Fresno Council Passes Resolution to Study Corporate Ownership of City Housing
Fresno County leads California with 5.9% of single-family homes owned by big investors — now the city council wants answers.

The Fresno City Council passed a resolution March 19 directing a study of corporate ownership concentration in the city's housing stock, a measure sponsored by Councilmember Annalisa Perea that now awaits action from the mayor, who retains veto authority over the item.
The resolution, filed as ID 26-347, instructs city staff to examine what Perea's office called "the concentration of ownership and corporatization of the city's housing stock." The measure was amended during the council meeting before its final passage, and the public comment record submitted to the council was substantial enough to require its own supplement packet. The study aims to address community concerns about how rising corporate ownership of rentals affects local residents and housing affordability.
Fresno sits at the center of a statewide debate over institutional landlords precisely because of how concentrated the problem already is here. According to the California Research Bureau, Fresno County has the highest share of single-family homes owned by big investors of any county in California, at 5.9%. That figure is not driven by a distant Wall Street firm buying up entire ZIP codes: the largest single owner in Fresno is JD Home Rentals, a local company with a portfolio of roughly 2,000 homes clustered within the region.
The national backdrop to Fresno's debate traces to 2012, when Invitation Homes, originally backed by the private equity firm Blackstone, began purchasing distressed single-family homes, rehabilitating them, and placing them on the rental market. The company has since gone public and now owns 84,567 homes nationally, including 11,862 in California, according to its most recent Securities and Exchange Commission filing.

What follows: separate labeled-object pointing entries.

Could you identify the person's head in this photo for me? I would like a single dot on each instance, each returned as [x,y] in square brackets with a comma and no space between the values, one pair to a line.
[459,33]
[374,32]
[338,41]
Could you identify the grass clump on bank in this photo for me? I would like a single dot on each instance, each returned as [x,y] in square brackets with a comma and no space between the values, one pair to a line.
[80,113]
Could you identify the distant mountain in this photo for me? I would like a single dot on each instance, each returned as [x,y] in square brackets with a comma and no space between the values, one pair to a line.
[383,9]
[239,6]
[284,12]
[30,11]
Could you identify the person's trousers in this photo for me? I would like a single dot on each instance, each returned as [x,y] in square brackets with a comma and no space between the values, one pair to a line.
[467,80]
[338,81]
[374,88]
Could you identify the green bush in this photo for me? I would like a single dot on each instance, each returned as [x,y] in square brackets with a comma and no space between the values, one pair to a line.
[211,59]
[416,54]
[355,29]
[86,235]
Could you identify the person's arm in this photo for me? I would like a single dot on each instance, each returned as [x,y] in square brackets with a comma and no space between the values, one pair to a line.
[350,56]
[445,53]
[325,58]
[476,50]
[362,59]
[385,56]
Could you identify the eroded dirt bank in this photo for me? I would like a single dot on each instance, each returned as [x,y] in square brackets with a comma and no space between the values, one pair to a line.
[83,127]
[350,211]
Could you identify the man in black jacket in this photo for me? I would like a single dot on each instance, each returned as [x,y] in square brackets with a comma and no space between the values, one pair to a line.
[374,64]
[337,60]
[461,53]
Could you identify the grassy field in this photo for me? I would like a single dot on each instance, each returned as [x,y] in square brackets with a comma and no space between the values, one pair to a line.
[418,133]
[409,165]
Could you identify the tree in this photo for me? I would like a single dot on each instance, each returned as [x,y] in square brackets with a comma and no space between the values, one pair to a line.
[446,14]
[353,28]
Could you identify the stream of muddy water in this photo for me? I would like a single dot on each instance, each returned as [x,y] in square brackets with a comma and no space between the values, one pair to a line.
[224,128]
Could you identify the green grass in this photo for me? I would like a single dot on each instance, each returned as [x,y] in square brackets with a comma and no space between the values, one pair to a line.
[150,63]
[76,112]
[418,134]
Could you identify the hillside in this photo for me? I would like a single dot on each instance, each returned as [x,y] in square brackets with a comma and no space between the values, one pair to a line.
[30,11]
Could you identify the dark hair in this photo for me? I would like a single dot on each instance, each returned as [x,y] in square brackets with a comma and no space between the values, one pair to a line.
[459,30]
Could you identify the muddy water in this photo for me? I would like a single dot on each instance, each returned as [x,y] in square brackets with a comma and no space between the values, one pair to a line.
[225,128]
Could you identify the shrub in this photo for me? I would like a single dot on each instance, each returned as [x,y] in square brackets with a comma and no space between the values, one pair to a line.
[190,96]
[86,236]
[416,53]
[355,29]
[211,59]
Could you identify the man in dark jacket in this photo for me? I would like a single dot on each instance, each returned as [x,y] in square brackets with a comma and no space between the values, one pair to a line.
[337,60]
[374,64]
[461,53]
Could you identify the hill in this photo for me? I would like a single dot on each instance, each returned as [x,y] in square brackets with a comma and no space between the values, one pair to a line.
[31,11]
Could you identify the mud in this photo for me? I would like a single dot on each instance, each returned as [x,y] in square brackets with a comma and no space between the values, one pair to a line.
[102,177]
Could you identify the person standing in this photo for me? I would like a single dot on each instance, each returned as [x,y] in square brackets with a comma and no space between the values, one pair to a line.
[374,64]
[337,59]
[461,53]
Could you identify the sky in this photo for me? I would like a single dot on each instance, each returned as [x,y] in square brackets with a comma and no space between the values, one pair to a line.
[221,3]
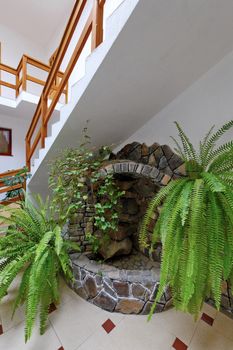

Fresno's concentration fits a pattern that researchers and economists have identified across the San Joaquin Valley. Institutional investors tend to target markets with rapidly growing populations and relatively low real estate prices compared to rents. Laurie Goodman, an economist at the Urban Institute, noted that profile fits certain California submarkets but not the state broadly. "That does not describe California at all," Goodman said, adding that when large investors do enter the state, they concentrate in the Inland Empire, the southern half of the San Joaquin Valley, and the Sacramento suburbs.
Research on the effects of that concentration presents a mixed picture. One study found that single-family neighborhoods with higher shares of corporate ownership saw modestly higher rents than comparable areas, with researchers concluding that landlords with outsized control over a neighborhood's housing stock could extract above-market rents from tenants. The same researchers identified a counterweight: by coordinating security improvements across clusters of properties, corporate owners were sometimes able to reduce crime and, in their phrasing, "enhance neighborhood quality."
The resolution passed with an amendment made during the meeting, meaning the final text differs from the version originally filed on March 12. The mayor's office has not yet announced a position on the measure.